The fans loved him, but his body couldn’t stand up to the all the dives and collisions and hard swings. By the time he was twenty-one, his knees hurt all the time. By twenty-two, he was out of baseball and in the army.
He didn’t have any regrets, though. In the service, he became an engineer and met Liv, and their life together had been beautiful for the past fifty years.
Still, he missed the game most days and was glad to have a chance to savor a few hours under the late summer sun, no matter the level of competition. The local barnstorming team was made up of factory workers looking to blow off some steam, a few former athletes turned pencil pushers just trying to stay in shape, and one or two young guys who still had dreams of going pro.
Most would be lucky to even be on the team the next summer. Life had a way of getting in the way of dreams. Henry knew that.
He stood and waited at the outfield gate where the players exited to head to their cars after the game.
“That was some sort of hustle you showed out there, son,” Henry said as the young center fielder trotted by.
The boy smiled and stepped to the side to let the other men pass. A few slapped him on the shoulder. Two or three gave him a “see you next spring” or “great game” as they disappeared into the parking lot.
“Thank you, sir,” the young man said. “I just really enjoy playing the game and want to give it the proper respect.”
“Well, you’re doing a fine job of it,” Henry said. “I look forward to seeing you next summer.”
He patted the lad on the back.
“Thank you, sir,” the center fielder said again, then continued on his way.

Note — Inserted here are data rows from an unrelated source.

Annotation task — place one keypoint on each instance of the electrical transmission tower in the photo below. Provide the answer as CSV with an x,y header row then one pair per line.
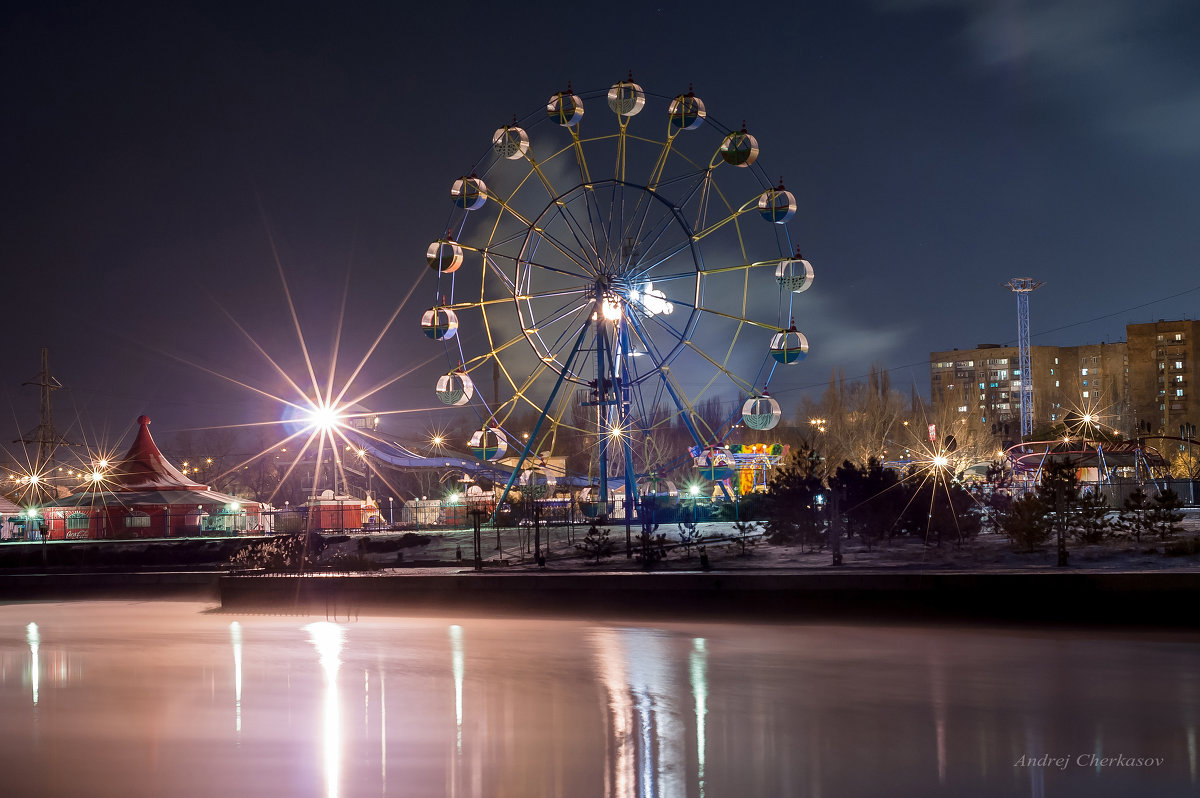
x,y
1023,287
46,437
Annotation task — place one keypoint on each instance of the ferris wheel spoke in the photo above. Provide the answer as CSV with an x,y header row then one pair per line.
x,y
580,157
720,366
585,238
742,319
569,313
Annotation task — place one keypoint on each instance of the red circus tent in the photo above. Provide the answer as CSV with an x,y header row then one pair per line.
x,y
144,496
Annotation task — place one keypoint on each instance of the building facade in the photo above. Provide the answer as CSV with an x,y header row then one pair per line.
x,y
1163,359
985,384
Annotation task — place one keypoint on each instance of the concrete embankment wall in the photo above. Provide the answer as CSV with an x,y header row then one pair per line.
x,y
1151,599
64,587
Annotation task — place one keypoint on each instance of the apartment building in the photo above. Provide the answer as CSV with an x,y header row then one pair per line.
x,y
1163,365
985,382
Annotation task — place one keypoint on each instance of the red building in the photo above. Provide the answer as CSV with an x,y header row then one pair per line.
x,y
144,496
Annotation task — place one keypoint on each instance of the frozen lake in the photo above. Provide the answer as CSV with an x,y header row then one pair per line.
x,y
171,699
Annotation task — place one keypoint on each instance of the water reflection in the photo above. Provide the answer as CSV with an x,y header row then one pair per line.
x,y
35,670
235,641
561,708
327,637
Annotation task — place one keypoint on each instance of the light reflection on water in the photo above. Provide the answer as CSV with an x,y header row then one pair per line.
x,y
165,699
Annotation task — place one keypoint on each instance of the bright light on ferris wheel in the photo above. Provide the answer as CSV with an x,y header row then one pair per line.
x,y
324,418
652,300
611,309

“Oh,” Henry said, holding up a finger. “I almost forgot to ask you. Where’d you learn to step up on the wall like that to make a catch?”
The boy stopped and looked back, smile even broader than before. “I learned that from my grandfather,” he said.
Henry nodded. “Well, you don’t see that sort of thing very often.”
“Gramps learned it from watching his favorite player, back before the war.”
Henry raised his eyebrows. “Who was that?”
The boy shook his head. “You probably never heard of him. Didn’t play long, but to hear Gramps tell it, he was really something. A real hustler! In fact, that was his name — Hustling Hank Harris.”
Henry shrugged and managed a small grin, corners tinged with sadness. “You’re right, son.” The old man turned toward his own car. “Never heard of him.”